Sunday, October 2, 2011

Changes in Claymation

I assume that pretty much everyone grew up with the animations of Wallace and Gromit, but it could just be me. Whether or not this is true however, the style of Aardman animation and claymation has some how found a way into each of our lives, whether it be Chicken Run, Wallace and Gromit, or Flushed Away. Some of the Aardman group have even worked on animations used for Pee Wee's Playhouse and most famously crossed over with DreamWorks.

Chicken Run

Wallace and Gromit

Flushed Away

I bring Aardman Animation Studios up because they have created a new stop-motion feature called The Pirates! Band of Misfits.

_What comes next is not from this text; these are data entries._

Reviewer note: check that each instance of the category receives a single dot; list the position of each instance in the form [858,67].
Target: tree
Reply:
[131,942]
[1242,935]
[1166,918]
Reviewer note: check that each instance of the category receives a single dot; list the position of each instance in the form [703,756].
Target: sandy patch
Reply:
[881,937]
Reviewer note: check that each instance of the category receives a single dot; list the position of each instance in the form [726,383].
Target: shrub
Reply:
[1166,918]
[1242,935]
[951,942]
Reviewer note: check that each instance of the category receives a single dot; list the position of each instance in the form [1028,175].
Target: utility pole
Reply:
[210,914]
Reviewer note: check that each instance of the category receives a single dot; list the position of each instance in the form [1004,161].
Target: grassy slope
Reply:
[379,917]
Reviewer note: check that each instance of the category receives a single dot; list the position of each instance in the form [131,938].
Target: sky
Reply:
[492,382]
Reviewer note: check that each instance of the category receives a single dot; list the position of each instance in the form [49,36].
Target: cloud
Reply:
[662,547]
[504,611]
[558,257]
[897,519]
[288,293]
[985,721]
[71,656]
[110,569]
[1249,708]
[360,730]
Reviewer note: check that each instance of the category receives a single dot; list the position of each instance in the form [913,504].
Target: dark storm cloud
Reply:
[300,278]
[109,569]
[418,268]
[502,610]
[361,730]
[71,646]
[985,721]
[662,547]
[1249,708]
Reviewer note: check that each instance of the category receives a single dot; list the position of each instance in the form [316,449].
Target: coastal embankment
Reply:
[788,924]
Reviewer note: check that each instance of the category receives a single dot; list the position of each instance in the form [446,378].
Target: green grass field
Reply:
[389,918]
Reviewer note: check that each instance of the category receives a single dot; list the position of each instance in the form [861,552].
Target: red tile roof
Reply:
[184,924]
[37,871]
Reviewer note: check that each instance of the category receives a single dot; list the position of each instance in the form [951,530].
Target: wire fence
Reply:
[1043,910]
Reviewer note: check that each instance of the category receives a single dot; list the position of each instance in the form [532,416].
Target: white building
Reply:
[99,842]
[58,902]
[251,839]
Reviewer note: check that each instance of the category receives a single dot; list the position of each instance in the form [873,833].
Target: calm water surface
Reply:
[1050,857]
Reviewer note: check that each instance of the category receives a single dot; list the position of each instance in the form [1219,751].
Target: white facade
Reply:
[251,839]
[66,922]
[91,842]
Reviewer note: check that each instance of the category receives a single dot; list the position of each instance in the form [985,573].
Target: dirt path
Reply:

Now, Aardman studios is known for their use of stop-motion clay animation, but they still incorporate CG additions. Flushed Away was Aardman's first completely computer-animated movie, yet the designers maintained the look of the classic stop-motion clay animation. The video below shows the process of stop-motion that Aardman uses for such films like Wallace and Gromit and now The Pirates! Band of Misfits.

In a few different interviews with Peter Lord and Peter Baynham (Director of The Pirates! and the co-writer of Arthur Christmas, another mainly CGI feature), they discuss the plots and animation techniques used to create the two movies. In addition, this article from Online Animation Magazine previews both movies.

I find it very interesting how an animation studio incorporates traditional animation techniques, like stop motion, along with computer generated animation in order to reach their end goal. Using both techniques they can incorporate the best of both animation worlds. Plus, in an age where most all of the younger audience is used to computer animation I find it quite endearing that the directors are making a movie that will attract the older audience nostalgic for stop-motion.